Local 1501 Member Wins $9K & Promotion After Illegal WCS Job Recall

Photo by Clarence Elie-Rivera

By DIANE S. WILLIAMS

A Wildlife Conservation Society Local 1501 member won an immediate promotion and $9,000 in back pay after an impartial arbitration panel ruled that WCS violated the collective bargaining agreement’s layoff and recall procedures.

After working for six years as a WCS Supervising Maintainer, in February 2017 management told Rucauldeau Renondeau they had made a clerical error and demoted him to Maintainer and cut his pay retroactively. They also demanded he repay 28 sick days.

“The pay cut was so damaging it jeopardized my finances and my health — everything,” Renondeau said. “It messed up my whole life.”

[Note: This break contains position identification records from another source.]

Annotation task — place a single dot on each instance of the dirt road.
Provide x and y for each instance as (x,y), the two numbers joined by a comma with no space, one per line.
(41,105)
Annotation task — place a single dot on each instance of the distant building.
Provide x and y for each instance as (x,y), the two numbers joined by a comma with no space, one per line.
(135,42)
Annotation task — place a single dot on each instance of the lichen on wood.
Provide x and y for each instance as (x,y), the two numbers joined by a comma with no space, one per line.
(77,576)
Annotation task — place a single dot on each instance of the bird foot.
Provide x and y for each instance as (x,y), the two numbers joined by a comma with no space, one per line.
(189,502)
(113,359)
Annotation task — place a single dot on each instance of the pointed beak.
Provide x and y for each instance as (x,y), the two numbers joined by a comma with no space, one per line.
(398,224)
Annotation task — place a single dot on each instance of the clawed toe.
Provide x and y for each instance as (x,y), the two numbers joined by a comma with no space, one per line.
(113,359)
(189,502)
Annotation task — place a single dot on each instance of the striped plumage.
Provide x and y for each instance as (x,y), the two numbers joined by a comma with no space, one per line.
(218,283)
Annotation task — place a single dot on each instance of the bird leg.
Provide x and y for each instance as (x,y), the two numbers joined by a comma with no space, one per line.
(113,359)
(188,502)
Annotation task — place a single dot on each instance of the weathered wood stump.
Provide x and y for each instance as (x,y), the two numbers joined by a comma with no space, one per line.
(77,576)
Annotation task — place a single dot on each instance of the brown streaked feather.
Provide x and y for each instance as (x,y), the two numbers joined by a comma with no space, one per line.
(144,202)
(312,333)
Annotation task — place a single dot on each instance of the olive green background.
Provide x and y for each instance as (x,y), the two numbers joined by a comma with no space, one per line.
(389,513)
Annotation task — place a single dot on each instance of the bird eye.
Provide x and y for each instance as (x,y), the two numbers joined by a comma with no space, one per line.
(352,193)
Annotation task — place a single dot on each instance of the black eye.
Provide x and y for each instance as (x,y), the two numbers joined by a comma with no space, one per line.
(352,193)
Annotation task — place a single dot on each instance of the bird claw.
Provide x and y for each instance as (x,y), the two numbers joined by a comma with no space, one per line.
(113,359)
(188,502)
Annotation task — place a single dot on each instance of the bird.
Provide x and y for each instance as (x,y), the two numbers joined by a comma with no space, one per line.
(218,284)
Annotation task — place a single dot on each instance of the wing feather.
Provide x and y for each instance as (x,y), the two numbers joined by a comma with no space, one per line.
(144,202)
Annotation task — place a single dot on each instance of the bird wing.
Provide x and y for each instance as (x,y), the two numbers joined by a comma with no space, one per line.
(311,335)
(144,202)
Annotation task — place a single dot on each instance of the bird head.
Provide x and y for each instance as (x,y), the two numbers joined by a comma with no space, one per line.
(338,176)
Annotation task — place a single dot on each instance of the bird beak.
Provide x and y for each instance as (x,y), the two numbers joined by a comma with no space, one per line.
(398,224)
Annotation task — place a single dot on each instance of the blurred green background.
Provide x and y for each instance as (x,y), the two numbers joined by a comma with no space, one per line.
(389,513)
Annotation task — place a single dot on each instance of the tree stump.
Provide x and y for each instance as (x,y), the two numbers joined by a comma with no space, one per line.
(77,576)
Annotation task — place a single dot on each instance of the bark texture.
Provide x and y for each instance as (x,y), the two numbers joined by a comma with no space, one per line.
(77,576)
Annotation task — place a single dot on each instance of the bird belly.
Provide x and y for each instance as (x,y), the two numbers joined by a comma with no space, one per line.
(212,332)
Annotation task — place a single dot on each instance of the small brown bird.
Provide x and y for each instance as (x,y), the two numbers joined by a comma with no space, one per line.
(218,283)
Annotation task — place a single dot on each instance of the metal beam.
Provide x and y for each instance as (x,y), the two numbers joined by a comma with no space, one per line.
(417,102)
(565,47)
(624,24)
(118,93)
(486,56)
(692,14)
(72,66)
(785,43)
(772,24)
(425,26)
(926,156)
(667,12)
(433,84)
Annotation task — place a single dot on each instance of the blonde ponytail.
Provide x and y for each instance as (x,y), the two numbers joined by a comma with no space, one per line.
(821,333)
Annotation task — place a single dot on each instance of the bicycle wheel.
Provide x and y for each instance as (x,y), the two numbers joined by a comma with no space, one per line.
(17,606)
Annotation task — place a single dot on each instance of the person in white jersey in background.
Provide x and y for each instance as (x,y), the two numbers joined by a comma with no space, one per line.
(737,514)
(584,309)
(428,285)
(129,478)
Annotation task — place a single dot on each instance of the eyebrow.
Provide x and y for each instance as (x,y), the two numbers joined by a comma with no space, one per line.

“It was a shocking blow for management to unilaterally decide to reduce this member’s salary and title and recoup back wages,” said then-Vice President Marcy Wartell-Brown. White Collar Council Rep Norlita De Taza filed an out-of-title grievance to protect Renondeau’s higher title and pay. Wartell-Brown filed a grievance to protect his contractual rights in the layoff/recall process.

Renondeau started as a provisional Supervising Maintainer in 2011 at the New York Aquarium in Brooklyn where he installed water filtration systems, filling in at different times for full-time employees out on medical leave. In 2012, Superstorm Sandy decimated the Coney Island-based cultural attraction and WCS management eliminated Renondeau’s position. They offered him a Maintainer’s job at the Central Park Zoo in 2013, then moved the reliable worker to the Bronx Zoo. In June 2015, WCS moved him back to the aquarium as a Supervising Maintainer.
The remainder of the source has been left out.